Bab 6 Demimu

39.7K 5.9K 424
                                    

Hammuka tahu keberadaannya di sini sangat dibutuhkan. Oleh Jeya, tentu saja. Dia ingin gadis itu bisa berbaur dengan santri-santri yang berduka. Sekadar memeluk atau saling menguatkan atau menumpahkan emosi karena kehilangan yang mendadak.

Setelah ikut menyalatkan jenazah, Hammuka kembali ke halaman rumah Abah Idrus, bergabung dengan masyarakat yang takziah. Sesekali matanya mengabsen keberadaan Jeya. Gadis itu masih memeluk Nisma. Emosi berlapis-lapis disembunyikan dalam-dalam.

"Bodoh, menangis saja kalau mau menangis. Tidak akan ada yang menyebutmu cengeng. Kalaupun ada, mereka tidak berhak menghakimimu. Rasa sakit yang kamu sembunyikan justru menambah bebanmu." Hammuka menggumam, merasa janggal dengan dirinya sendiri, "ck, kenapa aku peduli? Mau sok kuat, itu urusannya. Hammuka, apa yang terjadi padamu?"

"Terima kasih sudah hadir di sini." Faridh mengepalkan tangan saat keranda mayat diangkat oleh empat orang. "Setelah pemakamannya nanti, aku akan membuat surat pernyatan di mapolres."

Hammuka menepuk bahunya. Tidak ada kalimat yang diucapkan. Seseorang yang sedang berduka tidak memerlukan kata mutiara. Yang mereka butuhkan hanya hati yang meneguhkan.

"Oh ya, kalau boleh tahu, siapa mereka?" Hammuka menunjuk sekelompok wanita berkerudung pashmina.

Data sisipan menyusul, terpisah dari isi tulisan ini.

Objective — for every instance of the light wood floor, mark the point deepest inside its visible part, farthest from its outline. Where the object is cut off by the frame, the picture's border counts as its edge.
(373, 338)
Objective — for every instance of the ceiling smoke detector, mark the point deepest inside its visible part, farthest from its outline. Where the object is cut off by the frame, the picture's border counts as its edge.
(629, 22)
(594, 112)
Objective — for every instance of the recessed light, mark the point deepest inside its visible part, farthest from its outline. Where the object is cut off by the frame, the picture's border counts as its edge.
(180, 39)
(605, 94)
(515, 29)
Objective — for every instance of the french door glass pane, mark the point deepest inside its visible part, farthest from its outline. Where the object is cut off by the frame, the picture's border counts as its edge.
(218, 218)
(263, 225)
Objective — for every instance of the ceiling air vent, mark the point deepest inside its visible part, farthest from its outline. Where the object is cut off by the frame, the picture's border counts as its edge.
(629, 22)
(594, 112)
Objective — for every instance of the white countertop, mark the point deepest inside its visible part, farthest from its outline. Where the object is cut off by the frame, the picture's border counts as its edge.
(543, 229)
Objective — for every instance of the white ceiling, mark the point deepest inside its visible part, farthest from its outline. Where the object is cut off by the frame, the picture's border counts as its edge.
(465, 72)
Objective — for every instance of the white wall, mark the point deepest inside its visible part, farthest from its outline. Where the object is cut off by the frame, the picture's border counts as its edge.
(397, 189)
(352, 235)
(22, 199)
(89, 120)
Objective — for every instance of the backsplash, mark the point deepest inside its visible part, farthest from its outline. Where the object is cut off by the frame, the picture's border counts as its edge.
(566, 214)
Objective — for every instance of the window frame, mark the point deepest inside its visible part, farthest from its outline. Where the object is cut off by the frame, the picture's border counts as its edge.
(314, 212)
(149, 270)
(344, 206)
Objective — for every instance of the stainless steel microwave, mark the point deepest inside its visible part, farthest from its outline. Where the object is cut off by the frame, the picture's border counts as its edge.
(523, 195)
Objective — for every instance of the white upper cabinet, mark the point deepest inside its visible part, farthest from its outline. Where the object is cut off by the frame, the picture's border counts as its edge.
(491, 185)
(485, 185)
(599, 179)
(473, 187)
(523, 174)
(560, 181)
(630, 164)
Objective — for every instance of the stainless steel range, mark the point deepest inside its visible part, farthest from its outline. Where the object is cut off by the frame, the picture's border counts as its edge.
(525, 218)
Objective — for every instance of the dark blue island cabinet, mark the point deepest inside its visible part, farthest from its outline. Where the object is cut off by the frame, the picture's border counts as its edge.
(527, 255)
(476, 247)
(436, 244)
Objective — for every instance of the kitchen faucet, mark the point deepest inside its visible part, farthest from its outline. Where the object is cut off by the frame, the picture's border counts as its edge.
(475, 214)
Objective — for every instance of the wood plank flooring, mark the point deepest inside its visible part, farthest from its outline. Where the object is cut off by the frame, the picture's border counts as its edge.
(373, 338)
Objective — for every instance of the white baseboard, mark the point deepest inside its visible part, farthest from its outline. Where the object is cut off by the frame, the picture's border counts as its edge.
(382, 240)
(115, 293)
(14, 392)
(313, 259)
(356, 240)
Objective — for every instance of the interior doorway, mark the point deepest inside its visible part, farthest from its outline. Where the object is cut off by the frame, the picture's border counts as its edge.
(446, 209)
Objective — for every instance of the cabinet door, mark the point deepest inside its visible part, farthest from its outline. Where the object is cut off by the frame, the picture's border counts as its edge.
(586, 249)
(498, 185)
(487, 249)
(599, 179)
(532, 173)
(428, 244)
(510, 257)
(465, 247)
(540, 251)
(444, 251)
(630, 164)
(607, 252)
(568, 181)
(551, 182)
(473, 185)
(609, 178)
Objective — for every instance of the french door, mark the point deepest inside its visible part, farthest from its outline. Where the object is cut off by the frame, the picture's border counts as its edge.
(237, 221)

Penampilan mereka beda dengan kebanyakan orang yang bertakziah. Lebih modis dan cantik. Maksudnya begini, jika Jeya dan teman-temannya hanya memakai kerudung sederhana yang memanjang menutup dada, kemeja katun yang nyaman, beberapa di antara mereka malah memakai batik, dan sarung. Khas sekali dandanan santri yang sederhana, namun menimbulkan kesan mendalam. Mereka, sekelompok wanita itu memakai jeans, kaos hitam yang dipadukan dengan pashmina yang hanya disampirkan di bahu mereka. Make up? Jelas mereka memakainya.

"Mereka adalah mantan wanita tuna susila dari lokalisasi Pasirharjo-Talun yang diasuh oleh almarhumah istriku. Jadi, sepulang memberikan pengajian dari tempat mereka, istriku dibegal dan cerita berakhir seperti ini. Apa sudah ada yang menemukan putra sulungku? Sudah kuikhlaskan, apapun dan bagaimanapun kondisinya, Insya Allah aku siap mendengarnya." Selain kesedihan yang mendalam, Hammuka tidak menangkap apa-apa di mata Faridh.

"Belum. Jika ada kabar, aku pasti segera memberitahumu." Hammuka agak mundur, mengambil belly buster dan menyambungkan alat komunikasi itu dengan Vanno. "Van, tolong selidiki lokalisasi Pasirharjo di kecamatan Talun."

"Ada kabar terbaru. Benar analisis Jeya, pelaku menyelip lewat gang rumah penduduk, bukan jalan protokol. Ada beberapa warga yang melihat. Tapi, enam orang warga itu tidak melihat pelaku membawa anak kecil." Vanno memberikan informasi tambahan.

Kening Hammuka berkerut. Dia melihat jenazah mulai dibawa menuju lokasi pemakaman. Mata pria itu berkeliling, mencari keberadaan Jeya. Sial, gadis itu tidak bersama Nisma lagi.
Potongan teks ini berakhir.